According to Riki Wilchins, author of Gender Norms & Intersectionality, research has shown that a stronger belief in traditional masculinity is linked to higher rates of partner violence and women who internalize traditional codes of submissive and obedient femininity may be even more accepting of partner violence. In addition, gender norms act to “push young women and girls away from economic opportunities and towards … a smaller range of jobs with lower entry barriers, less stability, and lower wages, continuing a vicious circle of inequality.” These gendered attitudes and beliefs “often show up as negative power, as absence: doors that just don’t open, choices that just aren’t made, or actions that just seem off-limits.”
If we are serious about ending and preventing sexual violence, we must engage in what Geeta Rao Gupta, a leading expert in gender, calls, “gender transformative” work. This entails highlighting, challenging and changing rigid masculine and feminine belief systems that are harming women, girls, men and boys.

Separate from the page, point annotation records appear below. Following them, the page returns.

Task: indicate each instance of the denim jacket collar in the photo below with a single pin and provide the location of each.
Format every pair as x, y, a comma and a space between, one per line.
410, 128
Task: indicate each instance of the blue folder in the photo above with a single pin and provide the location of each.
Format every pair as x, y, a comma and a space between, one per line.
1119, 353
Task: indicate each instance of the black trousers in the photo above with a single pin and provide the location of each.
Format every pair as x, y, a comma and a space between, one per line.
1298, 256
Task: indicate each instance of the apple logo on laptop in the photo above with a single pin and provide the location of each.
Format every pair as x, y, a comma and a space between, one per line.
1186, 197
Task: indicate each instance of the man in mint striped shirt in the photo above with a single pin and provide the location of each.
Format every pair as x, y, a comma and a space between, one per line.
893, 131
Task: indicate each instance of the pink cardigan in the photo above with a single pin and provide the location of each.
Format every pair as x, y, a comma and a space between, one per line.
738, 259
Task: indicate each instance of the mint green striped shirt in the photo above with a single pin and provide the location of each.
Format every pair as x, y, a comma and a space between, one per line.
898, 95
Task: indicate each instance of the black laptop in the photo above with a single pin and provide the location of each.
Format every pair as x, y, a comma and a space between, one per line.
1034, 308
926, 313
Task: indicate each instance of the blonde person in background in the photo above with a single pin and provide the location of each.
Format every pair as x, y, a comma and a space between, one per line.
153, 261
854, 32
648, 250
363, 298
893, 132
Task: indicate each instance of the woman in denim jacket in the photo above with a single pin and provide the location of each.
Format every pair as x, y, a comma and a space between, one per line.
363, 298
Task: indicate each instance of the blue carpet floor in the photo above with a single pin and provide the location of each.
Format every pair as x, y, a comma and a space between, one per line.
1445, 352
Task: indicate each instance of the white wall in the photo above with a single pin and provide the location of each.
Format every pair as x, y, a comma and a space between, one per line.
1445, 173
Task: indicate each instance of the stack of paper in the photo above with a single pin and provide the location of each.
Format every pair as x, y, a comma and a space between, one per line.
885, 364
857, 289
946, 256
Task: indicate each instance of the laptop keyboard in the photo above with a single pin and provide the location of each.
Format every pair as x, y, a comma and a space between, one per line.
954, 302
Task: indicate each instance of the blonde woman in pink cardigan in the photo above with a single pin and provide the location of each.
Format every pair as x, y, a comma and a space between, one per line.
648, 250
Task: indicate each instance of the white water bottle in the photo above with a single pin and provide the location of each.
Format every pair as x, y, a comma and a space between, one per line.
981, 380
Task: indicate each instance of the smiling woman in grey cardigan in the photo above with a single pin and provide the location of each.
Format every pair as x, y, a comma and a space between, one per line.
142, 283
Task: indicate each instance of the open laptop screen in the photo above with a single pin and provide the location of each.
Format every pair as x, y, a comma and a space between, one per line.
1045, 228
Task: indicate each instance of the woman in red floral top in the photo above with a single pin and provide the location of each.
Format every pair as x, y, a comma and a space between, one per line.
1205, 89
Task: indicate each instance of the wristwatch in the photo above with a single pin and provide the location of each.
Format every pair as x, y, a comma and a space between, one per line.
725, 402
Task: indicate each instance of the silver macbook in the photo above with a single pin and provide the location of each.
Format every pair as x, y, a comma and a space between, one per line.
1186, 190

The World Bank CARE, PEPFAR, UNAIDS, USAID and the World Health Organization (WHO) are investing millions of dollars in “gender transformative” approaches to advance the health, safety and economic status of women and girls across the world. In the United States, philanthropic attention to this type of work has largely yet to engage. If we want to end sexual violence in one generation, then it is time for the philanthropic sector to join the movement to end sexual violence and invest in gender transformative work until all women and girls are free from violence. Ending sexual violence in one generation requires all of us to work together towards this common goal.